Giornata mondiale contro l’AIDS: significato, simboli e perché è l’1 dicembre

Venerdì 1 dicembre 2017 sarà la giornata mondiale contro l’AIDS. Questa data è stata decisa in seguito ad una riunione dell’Assemblea Generale dell’Onu e del Summit mondiale dei Ministri della Salute nel 1988. Nasce in questo periodo perché è proprio negli anni ’80 che il contagio si diffonde in America e in Europa e la ricerca, con non pochi problemi, riesce ad isolare le cause della malattia.
La Giornata mondiale contro l’AIDS è quindi un modo per omaggiare le persone rimaste vittime del virus HIV, e un gesto di solidarietà verso le sieropositive e chi convive con l’AIDS. Come ogni evento internazionale, anche alla Giornata mondiale contro l’AIDS è stato associato un simbolo: un nastro rosso.
Di certo avrai sentito parlare di questa malattia, ma cosa ha spinto le Organizzazioni Internazionali a dedicarvi una Giornata mondiale?
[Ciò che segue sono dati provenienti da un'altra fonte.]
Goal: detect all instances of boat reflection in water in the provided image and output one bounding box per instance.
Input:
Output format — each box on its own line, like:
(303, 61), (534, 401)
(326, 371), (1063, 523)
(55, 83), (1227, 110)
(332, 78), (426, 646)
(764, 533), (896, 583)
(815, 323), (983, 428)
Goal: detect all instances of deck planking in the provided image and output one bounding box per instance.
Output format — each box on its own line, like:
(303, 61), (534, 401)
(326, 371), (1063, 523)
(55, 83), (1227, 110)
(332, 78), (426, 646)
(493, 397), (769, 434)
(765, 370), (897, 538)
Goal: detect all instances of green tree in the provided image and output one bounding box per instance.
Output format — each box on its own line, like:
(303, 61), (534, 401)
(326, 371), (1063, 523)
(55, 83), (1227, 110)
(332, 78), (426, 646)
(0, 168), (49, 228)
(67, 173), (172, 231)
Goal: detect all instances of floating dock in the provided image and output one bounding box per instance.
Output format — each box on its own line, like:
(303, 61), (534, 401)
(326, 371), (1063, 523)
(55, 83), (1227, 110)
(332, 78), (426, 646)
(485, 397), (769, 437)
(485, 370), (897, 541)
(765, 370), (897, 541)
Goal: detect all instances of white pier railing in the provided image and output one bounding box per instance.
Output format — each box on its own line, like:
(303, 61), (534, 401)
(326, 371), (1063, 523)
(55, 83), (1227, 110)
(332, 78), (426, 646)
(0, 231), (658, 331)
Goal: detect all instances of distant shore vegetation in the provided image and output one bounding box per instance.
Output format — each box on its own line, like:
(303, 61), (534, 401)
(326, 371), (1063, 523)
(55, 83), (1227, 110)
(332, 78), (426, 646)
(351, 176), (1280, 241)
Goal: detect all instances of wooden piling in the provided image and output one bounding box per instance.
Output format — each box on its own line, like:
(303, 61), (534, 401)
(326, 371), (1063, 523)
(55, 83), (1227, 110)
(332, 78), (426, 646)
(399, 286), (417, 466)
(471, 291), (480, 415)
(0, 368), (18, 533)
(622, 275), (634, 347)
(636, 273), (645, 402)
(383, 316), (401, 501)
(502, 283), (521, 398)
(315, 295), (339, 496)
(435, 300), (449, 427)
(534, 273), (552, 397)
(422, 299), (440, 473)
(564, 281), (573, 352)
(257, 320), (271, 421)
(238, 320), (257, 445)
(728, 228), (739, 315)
Promuovere un progetto così importante sull’AIDS nasce soprattutto dall’esigenza di accrescere la consapevolezza individuale dei rischi legati a questa malattia. Si tratta infatti di un’endemia letale che ogni anno uccide milioni di persone. Non a caso molti dei paesi più colpiti dall’AIDS si trovano in Africa dove i tentativi di prevenzione incontrano ostacoli sociali e culturali.
Anche noi di SOS ci impegniamo nel nostro piccolo a contribuire alla Giornata mondiale contro l’AIDS 2017: in questo articolo, realizzato insieme a COOP che, in occasione di questa ricorrenza così importante ha deciso di rilanciare la propria linea di preservativi, vi parleremo di cos’è l’AIDS, del fenomeno e delle iniziative solidali più importanti che si svolgeranno in Italia l’1 dicembre.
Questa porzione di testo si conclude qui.